I love this shit. Tyler traversed to the right above the crux and ripped nice turns down the apron. When he got to where I was waiting we both nervously laughed for a moment. We did it. We were alive. And now we had a whole ‘nother thousand feet of corn and apron-skiing back down to Gold Basin. We let it rip.

When you get to Gold Basin, pictured here, the real ski touring begins. | Photo courtesy SnowBrains

Once again, in Gold Basin, we looked back at the summit, which seemed far off and forlorn. We were happy despite the utter terror we experienced for most of the day. We agreed that we could have planned the tour a little better but that it was overall a fun day, and we didn’t expose ourselves to too much overhead risk. We probably won’t ski Tuk again but we’re glad we checked the box.

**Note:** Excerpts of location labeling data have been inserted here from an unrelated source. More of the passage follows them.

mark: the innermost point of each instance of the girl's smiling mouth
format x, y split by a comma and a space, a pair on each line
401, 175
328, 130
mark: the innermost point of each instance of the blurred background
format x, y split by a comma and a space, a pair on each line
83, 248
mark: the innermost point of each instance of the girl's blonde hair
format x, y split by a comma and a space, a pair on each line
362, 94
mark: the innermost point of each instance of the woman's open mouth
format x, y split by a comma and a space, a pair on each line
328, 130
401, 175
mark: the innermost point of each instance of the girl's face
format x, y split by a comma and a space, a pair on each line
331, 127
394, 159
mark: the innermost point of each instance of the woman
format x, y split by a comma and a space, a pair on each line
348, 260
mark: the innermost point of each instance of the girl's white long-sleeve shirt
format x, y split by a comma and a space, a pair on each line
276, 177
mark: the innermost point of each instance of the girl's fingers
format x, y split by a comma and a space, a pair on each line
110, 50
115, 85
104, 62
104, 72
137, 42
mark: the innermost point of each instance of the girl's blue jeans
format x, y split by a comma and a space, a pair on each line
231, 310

There’s a reason Mount Tukuhnikivatz is a North American classic ski descent. It’s a massive undertaking with a long, 2500-vertical-foot descent in the middle of a red desert. It’s beautiful. It’s powerful. It’ll scare the shit out of you but still leave you hungry for more.

How does a mountain range so tall and savage exist in such an arid and beautiful desert? | Photo courtesy SnowBrains

Photos in chronological order, courtesy SnowBrains:


Related Articles

Got an opinion? Let us know...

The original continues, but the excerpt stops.